No jurisdiction to deal with criminal allegation.

[40] The Appellant alleged at the hearing that the DCCB payments were stolen from him. For this reason, he does not think he should be responsible for the overpayment. However, if money was stolen from him, this would be a criminal matter. I do not have the jurisdiction to determine whether a theft was committed.

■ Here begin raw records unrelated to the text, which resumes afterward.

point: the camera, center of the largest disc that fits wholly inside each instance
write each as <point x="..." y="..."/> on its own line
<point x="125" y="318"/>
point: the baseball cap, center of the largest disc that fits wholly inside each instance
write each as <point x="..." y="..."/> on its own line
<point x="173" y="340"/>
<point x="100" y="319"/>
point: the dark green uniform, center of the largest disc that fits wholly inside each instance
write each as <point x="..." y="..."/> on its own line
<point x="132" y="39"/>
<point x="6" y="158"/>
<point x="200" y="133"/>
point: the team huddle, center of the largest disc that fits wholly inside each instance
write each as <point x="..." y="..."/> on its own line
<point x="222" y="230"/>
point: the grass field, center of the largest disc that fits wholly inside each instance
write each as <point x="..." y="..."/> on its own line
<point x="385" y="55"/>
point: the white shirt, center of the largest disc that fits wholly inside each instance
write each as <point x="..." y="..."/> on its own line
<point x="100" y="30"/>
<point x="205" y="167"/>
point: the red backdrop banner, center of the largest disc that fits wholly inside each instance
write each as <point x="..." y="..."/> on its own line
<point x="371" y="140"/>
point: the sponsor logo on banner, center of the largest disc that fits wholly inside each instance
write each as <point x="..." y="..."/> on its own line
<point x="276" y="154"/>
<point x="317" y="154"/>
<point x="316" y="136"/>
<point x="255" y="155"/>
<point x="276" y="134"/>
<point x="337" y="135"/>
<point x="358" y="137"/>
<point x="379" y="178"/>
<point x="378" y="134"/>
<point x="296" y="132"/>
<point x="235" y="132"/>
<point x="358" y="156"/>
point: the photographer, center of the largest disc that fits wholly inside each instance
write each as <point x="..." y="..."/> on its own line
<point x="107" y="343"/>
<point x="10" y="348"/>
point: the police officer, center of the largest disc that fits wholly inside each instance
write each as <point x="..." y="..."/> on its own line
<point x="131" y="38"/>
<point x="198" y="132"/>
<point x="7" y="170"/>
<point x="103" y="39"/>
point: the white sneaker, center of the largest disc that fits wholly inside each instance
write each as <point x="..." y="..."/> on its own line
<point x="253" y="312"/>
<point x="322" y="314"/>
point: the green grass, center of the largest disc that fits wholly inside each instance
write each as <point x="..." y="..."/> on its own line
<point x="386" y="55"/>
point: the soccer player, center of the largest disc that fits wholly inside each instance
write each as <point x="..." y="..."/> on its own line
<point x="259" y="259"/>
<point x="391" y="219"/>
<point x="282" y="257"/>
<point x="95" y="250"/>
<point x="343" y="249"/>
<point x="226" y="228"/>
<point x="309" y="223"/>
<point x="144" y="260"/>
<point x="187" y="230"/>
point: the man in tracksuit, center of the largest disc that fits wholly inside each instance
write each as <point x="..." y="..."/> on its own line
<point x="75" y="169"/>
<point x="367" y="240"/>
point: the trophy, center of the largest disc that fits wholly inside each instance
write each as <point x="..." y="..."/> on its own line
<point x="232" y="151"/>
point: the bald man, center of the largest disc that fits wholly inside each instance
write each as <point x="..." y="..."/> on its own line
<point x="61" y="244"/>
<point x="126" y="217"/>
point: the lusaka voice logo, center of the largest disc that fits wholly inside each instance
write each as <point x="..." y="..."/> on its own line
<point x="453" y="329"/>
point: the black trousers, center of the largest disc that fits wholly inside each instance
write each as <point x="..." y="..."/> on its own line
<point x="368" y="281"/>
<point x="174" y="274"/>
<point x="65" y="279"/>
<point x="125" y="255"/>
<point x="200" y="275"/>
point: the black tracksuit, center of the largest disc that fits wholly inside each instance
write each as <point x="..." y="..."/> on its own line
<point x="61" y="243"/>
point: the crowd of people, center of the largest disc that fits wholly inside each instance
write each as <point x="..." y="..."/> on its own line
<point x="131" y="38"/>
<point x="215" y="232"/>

[41] Since the Appellant was in receipt of the DCCB from December 28, 2016 until November 2017, when he no longer had custody and control of GC and GOC, he is responsible for the overpayment for that time period.

Conclusion

[42] The Appeal is allowed in part. I find that the Appellant had custody and control of GC and GOC from June 2016 to December 28, 2016. His custody and control ceased on December 28, 2016, when the Added Party moved out of the home with the children. The Added Party had custody and control from December 28 2016 to November 2017 and thereafter.

[43] This means the appeal is allowed in part.